In Southern California, Jennifer Clausen-Quiroz, 36, and her brother Ricardo Quiroz, 31, have been managing Tocumbo Ice Cream in Anaheim since 2016.
Tocumbo is also a common name for paleterías, according to Gerson’s book, along with La Michoacana and La Flor de Michoacán on either side of the border.
“In Mexico, you don’t even need to be from Tocumbo, not even from Michoacán to open up a Michoacana," Quiroz said. "Usually if you open up a Michoacana it means you went to Michoacán to learn how to make paletas, how to make ice cream and over there it’s common."
The Quiroz family is from Cotija de la Paz, a city next to Tocumbo. Their uncle Gerardo Ramírez opened up paleterías originally with the namesake Michoacana in San Diego more than 20 years ago, but later renamed them after Tocumbo since people also associate it with paletas.
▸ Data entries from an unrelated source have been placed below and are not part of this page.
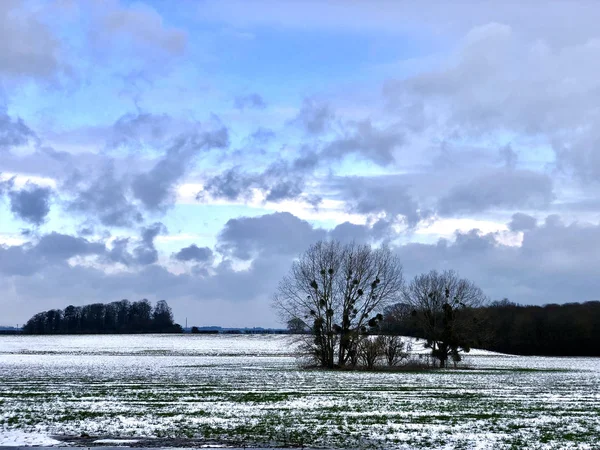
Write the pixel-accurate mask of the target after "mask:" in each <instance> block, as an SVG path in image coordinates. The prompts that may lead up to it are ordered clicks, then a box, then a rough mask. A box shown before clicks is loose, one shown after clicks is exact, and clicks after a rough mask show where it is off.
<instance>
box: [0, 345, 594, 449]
mask: <svg viewBox="0 0 600 450" xmlns="http://www.w3.org/2000/svg"><path fill="white" fill-rule="evenodd" d="M290 339H291V337H290V336H259V335H229V336H227V335H141V336H0V445H53V444H57V440H58V441H60V440H61V439H65V438H66V437H68V436H81V435H82V434H83V435H84V436H87V435H89V436H90V437H92V438H94V439H96V440H100V439H130V440H136V439H138V438H155V439H163V438H178V439H180V440H182V439H187V438H189V439H196V440H198V439H200V440H202V439H205V440H206V441H207V442H217V443H223V444H232V445H235V444H250V445H251V444H257V445H260V444H274V445H283V446H285V445H301V444H304V445H306V446H321V447H333V448H357V447H359V448H386V449H388V448H399V449H412V448H435V449H438V448H448V449H453V448H466V449H471V448H479V449H487V448H490V449H491V448H494V449H502V448H540V449H542V448H552V449H565V448H582V449H583V448H586V449H595V448H600V359H594V358H539V357H514V356H504V355H495V354H492V353H489V352H474V353H473V354H472V355H471V356H468V357H467V363H468V364H470V366H471V367H472V370H468V371H467V370H451V369H449V370H445V371H426V372H409V373H385V372H379V373H371V372H323V371H308V370H300V369H298V367H297V363H296V360H295V359H294V358H293V356H292V355H291V353H290V342H291V341H290ZM415 348H418V345H415ZM105 442H110V441H105Z"/></svg>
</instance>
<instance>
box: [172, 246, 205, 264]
mask: <svg viewBox="0 0 600 450" xmlns="http://www.w3.org/2000/svg"><path fill="white" fill-rule="evenodd" d="M173 258H174V259H176V260H178V261H195V262H211V261H212V260H213V252H212V250H211V249H210V248H208V247H198V246H197V245H196V244H192V245H190V246H189V247H184V248H182V249H181V250H179V251H178V252H177V253H175V254H173Z"/></svg>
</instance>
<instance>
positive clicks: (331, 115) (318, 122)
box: [292, 99, 335, 135]
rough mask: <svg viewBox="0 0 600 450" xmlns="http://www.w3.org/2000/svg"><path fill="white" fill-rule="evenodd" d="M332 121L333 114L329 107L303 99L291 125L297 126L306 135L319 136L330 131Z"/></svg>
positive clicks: (322, 103) (306, 99)
mask: <svg viewBox="0 0 600 450" xmlns="http://www.w3.org/2000/svg"><path fill="white" fill-rule="evenodd" d="M334 119H335V114H334V113H333V111H332V110H331V108H330V107H329V105H327V104H325V103H322V102H319V101H317V100H315V99H304V101H303V103H302V107H301V108H300V111H299V112H298V115H297V116H296V118H295V119H294V120H292V123H297V124H299V125H300V126H301V127H302V129H304V131H306V132H307V133H308V134H311V135H319V134H323V133H325V132H327V131H329V130H330V129H331V127H332V125H333V121H334Z"/></svg>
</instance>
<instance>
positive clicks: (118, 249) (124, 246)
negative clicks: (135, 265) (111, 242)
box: [106, 238, 134, 266]
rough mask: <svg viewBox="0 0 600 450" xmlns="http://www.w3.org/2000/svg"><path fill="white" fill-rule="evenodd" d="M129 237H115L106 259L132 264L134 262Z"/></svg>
mask: <svg viewBox="0 0 600 450" xmlns="http://www.w3.org/2000/svg"><path fill="white" fill-rule="evenodd" d="M129 241H130V239H129V238H119V239H115V240H114V241H113V243H112V248H111V249H110V250H109V251H108V252H107V254H106V259H107V260H108V261H110V262H113V263H119V264H123V265H124V266H130V265H131V264H133V262H134V259H133V255H132V254H131V253H130V252H129V250H128V247H129Z"/></svg>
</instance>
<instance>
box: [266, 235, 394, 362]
mask: <svg viewBox="0 0 600 450" xmlns="http://www.w3.org/2000/svg"><path fill="white" fill-rule="evenodd" d="M402 286H403V275H402V265H401V264H400V262H399V260H398V258H397V257H396V256H395V255H393V254H392V252H391V251H390V250H389V249H388V248H387V247H382V248H377V249H372V248H371V247H370V246H368V245H357V244H354V243H352V244H346V245H344V244H341V243H339V242H337V241H320V242H317V243H316V244H314V245H313V246H311V247H310V248H309V249H308V250H307V251H306V252H305V253H304V254H302V255H301V256H300V258H299V259H298V260H296V261H295V262H294V263H293V264H292V268H291V270H290V273H289V274H288V275H287V276H286V277H284V278H283V280H282V281H281V282H280V284H279V288H278V290H277V293H276V294H275V297H274V307H275V308H276V309H277V310H278V311H279V313H280V315H281V318H282V320H283V321H284V322H287V323H289V322H290V321H292V320H294V319H297V320H301V321H303V322H305V323H306V324H308V325H309V327H310V331H311V333H310V334H309V335H307V337H306V339H305V341H304V344H305V345H304V347H303V348H304V349H305V350H307V351H308V354H309V355H310V356H311V357H312V359H313V360H314V361H315V362H316V363H317V364H318V365H320V366H321V367H327V368H333V367H336V366H340V367H344V366H347V365H353V364H355V362H356V360H357V352H358V349H359V342H360V340H361V338H362V336H364V335H365V334H366V333H367V332H368V330H369V329H372V328H375V327H377V325H378V324H379V322H380V321H381V320H382V319H383V316H382V315H381V311H383V309H384V307H386V306H387V305H389V304H391V303H393V302H395V301H397V300H398V298H399V295H400V293H401V291H402Z"/></svg>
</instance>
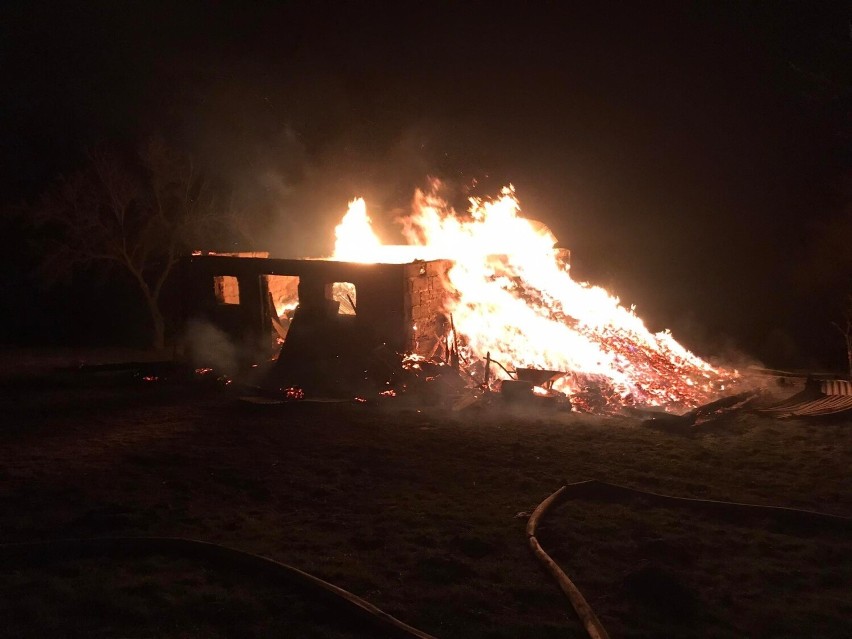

Clausen-Quiroz recalled her father’s stories of growing up near Tocumbo. He would say "if you were trying to impress a lady or something, you would take her to Tocumbo for some ice cream,” she said.
Aside from the store in Anaheim, the family has four other locations in San Diego, and they strive to stay authentic by sourcing ingredients locally and importing items from Mexico.
Because of the exposure Michoacanas have received, Clausen-Quiroz said customers assume their business is affiliated with a Michoacana brand and expect certain flavors, prices and quality.
“People just assume that we’re a Michoacana and that we are franchise and that we buy from the same supplier.” Though that's not the case, it’s not all bad. She said the exposure has made paletas and Mexican ice cream mainstream.
“People that are not Hispanic or Mexican can say, hey, like, ‘I understand. I know what a paleta is, ‘You don’t have to tell me it’s a popsicle.' Or they understand that our ice cream, it’s like, it’s good ice cream, it’s not going to be something that we buy from a wholesaler,” Clausen-Quiroz said.
“We have some pretty good diehard fans that are good at, like, word of mouth,” Clausen-Quiroz said. Los Angeles Times columnist Gustavo Arellano said Tocumbo was his favorite restaurant.
Clausen-Quiroz said they regularly get customers who drive from other parts of the state or recurring tourists from nearby Disneyland. One customer drove from Las Vegas for his paletas — they sent him off with dry ice to make it back home.
“We’ve had people from like the U.K. and, like, places in Canada that have just heard about us," Clausen-Quiroz said, "or they have family members that live here that, you know, they make it a point to make it a stop."
In New York, Carrasco reflected on the frozen treat and the popular name used by store owners like him.
“I think it’s a blessing to have this business concept in Mexico and to bring it over here to the U.S. and other parts of the world, because in reality, people are very content," he said. "I believe that it doesn’t only signify Mexicans, but people from all over the world, love the products from la Michoacanas."